You are viewing a plain text version of this content. The canonical link for it is here.

Posted to users@spamassassin.apache.org by martin smith <ma...@ntlworld.com> on 2005/06/12 13:58:35 UTC

Uri rules

Has the behaviour of the uri rule been changed at some point to match the
whole of the URL? I have just noticed I am getting some FP when one of my
uri rules matches against the URL rather than URI.
To prevent FP would be very difficult, I think to match the whole of the URL
with uri rules is not such a good thing, if you wanted to match something in
a URL it would be quite easy to do so in a body rule but to match just
against URI isn't so easy.

Martin

Re[2]: Uri rules

Posted by Robert Menschel <Ro...@Menschel.net>.

Hello Keith,

Thanks!  Did those off the top of my head, just before going to bed,
and thought I had forgotten something.  I believe your additions are
correct, and probably better than what we're actually using.

Bob Menschel

Wednesday, June 15, 2005, 7:51:52 PM, you wrote:

KI> Robert Menschel wrote:

>> SARE has been playing around with URI rules lately, and when we need
>> to test for something in the host/domain area, we use something like:
>> 
>>>uri  rule_name  m'(?:https?://)?[^/]*testgoeshere'

KI> I think you want a ^ at the start of your regex.  As it is, that will
KI> match any string with "testgoeshere" anywhere in it, since the match can
KI> start at the "t" rather than at the beginning of the string.

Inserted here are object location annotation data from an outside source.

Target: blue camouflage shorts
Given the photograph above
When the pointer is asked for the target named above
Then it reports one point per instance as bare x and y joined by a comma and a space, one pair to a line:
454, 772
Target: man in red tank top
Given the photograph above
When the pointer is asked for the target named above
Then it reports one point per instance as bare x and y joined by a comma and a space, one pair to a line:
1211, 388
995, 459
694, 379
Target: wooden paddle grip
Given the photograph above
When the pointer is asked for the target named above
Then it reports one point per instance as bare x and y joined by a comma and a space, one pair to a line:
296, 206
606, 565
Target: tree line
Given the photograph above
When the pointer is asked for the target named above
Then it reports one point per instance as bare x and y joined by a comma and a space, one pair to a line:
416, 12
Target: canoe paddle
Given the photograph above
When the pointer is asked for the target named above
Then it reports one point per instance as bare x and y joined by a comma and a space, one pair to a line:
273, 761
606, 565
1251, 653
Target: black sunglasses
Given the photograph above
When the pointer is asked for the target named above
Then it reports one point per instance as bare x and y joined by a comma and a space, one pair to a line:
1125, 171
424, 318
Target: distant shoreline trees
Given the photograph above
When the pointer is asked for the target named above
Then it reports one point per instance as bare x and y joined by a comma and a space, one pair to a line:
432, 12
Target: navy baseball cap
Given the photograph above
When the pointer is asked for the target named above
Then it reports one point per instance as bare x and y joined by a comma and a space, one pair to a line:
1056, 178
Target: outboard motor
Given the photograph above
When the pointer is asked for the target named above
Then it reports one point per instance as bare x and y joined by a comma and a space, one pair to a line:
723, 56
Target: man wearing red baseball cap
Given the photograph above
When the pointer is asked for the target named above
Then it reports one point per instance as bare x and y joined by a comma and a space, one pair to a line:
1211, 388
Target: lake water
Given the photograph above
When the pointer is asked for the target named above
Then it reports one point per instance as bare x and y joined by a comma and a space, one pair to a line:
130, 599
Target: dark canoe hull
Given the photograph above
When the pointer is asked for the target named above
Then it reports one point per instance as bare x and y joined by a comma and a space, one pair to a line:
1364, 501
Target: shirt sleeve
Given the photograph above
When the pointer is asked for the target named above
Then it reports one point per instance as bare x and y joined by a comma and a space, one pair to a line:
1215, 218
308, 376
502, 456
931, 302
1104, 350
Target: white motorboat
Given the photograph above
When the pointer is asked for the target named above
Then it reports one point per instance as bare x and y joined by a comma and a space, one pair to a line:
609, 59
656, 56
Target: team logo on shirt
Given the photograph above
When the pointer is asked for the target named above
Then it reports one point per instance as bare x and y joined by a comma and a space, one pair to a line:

>> In other words, the test must precede any/all slashes except for those
>> that might be within http://
>> 
>> When we need to test for something after the host/domain area, we
>> reverse that, like:
>> 
>>>uri rule_name m'(?:https?://)?.+/testgoeshere'

KI> For this I think you want something like

KI>     uri rule_name m'^(?:https?://)?[^/]+/.*testgoeshere'

KI> Without the ^ anchor and without changing . to [^/], you'll match things
KI> like 'http://testgoeshere.invalid/path', because the 'http://' part of
KI> the regex is optional.  And without adding .* after the slash, you won't
KI> match things like 'http://example.com/atestgoeshere' -- but maybe you're
KI> not wanting to.

Re: Uri rules

Posted by Keith Ivey <kc...@cpcug.org>.

Robert Menschel wrote:

> SARE has been playing around with URI rules lately, and when we need
> to test for something in the host/domain area, we use something like:
> 
>>uri  rule_name  m'(?:https?://)?[^/]*testgoeshere'

I think you want a ^ at the start of your regex.  As it is, that will 
match any string with "testgoeshere" anywhere in it, since the match can 
start at the "t" rather than at the beginning of the string.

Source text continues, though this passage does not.